If you read this blog, you already know I'm spending every Wednesday in what's left of 2021 reviewing Buck Rogers in the 25th Century. Surprisingly or not, I'm actually done watching and writing, every review scheduled through the first week of January. But having "flipped" the DVD set, it fits into this week's "achievements", so I should say a few words. Normally, I'd stick to DVD extras since I'm going to review the series, but there are none. I can at least confirm the original versions of each episode are what's included, so the theatrical release of the pilot and the double-length episodes have not been split in syndicated halves. But also, no alternate takes or deleted scenes this had created. So we're left with the two seasons (or one and a half, owing to a writers' strike) to speak on their own behalf. As you'll discover over the next year if you keep reading, Buck Rogers is the goofball cousin of the late '70s Battlestar Galactica, amusing and wearing its campiness on its sleeve through the first season, then a big wet Star Trek rip-off in its second, after a producer change. Like Space 1999 before it, a "retool" of the show for its second go-round throws continuity out the window and embraces science-fantasy elements that hamper more than help, unless we're talking about getting help reaching cancellation. But it can still be a lot of fun reviewing that sort of material.


Books: To help me in this journey, I'd gotten the Buck Rogers TV Companion, the value of which is in the many interviews with cast and crew it contains, but I've got to tell you - it's very badly written. Typos, random capitalizations, redundant language, and lots of FACTUAL errors too. The synopses of each episode look to have been written from memory SOME TIME after having seen them, because they don't match what's actually on screen, sometimes confusing what's happening in one episode for the events of another. Comments culled from multiple interviews with the same person will repeat the same information within a paragraph or two, and that first interview's information was already in the main text! Even the most basic of editors could have fixed these problems, though perhaps at the cost of 100 pages (yes, it's THAT redundant). Maybe someone published the first draft by mistake? That's how it reads, sadly.

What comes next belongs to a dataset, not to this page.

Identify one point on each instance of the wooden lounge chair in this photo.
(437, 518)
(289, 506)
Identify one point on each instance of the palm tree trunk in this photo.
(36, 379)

Chronologically the last of Isaac Asimov's Foundation series (the other two are prequels), Foundation and Earth uses the same characters as Foundation's Edge (who I do like), but more or less jettisons what made the Foundation stories unique - psychohistory - in favor of a quest to find the lost Earth. Don't get me wrong, it's as much a page-turner as the other books are, though unreasonably padded with redundant conversations and debates (his characters must dissect every decision and thought, as usual). It's still a fairly pleasant space opera adventure - it certainly has more action than any previous, but I can help but be disappointed with the ending. The sin was committed in Foundation's Edge, but exacerbated in this later volume: Asimov's insistence on connecting the galaxy of the Foundation with his robot novels turns the final revelations into something I'd call fanwank if the author wasn't doing it. The switch from short stories to novels is perhaps the culprit, but I do wish he'd continued to skip forward until we got to the promised Second Empire (in whatever form that would take) as predicated by the original premise.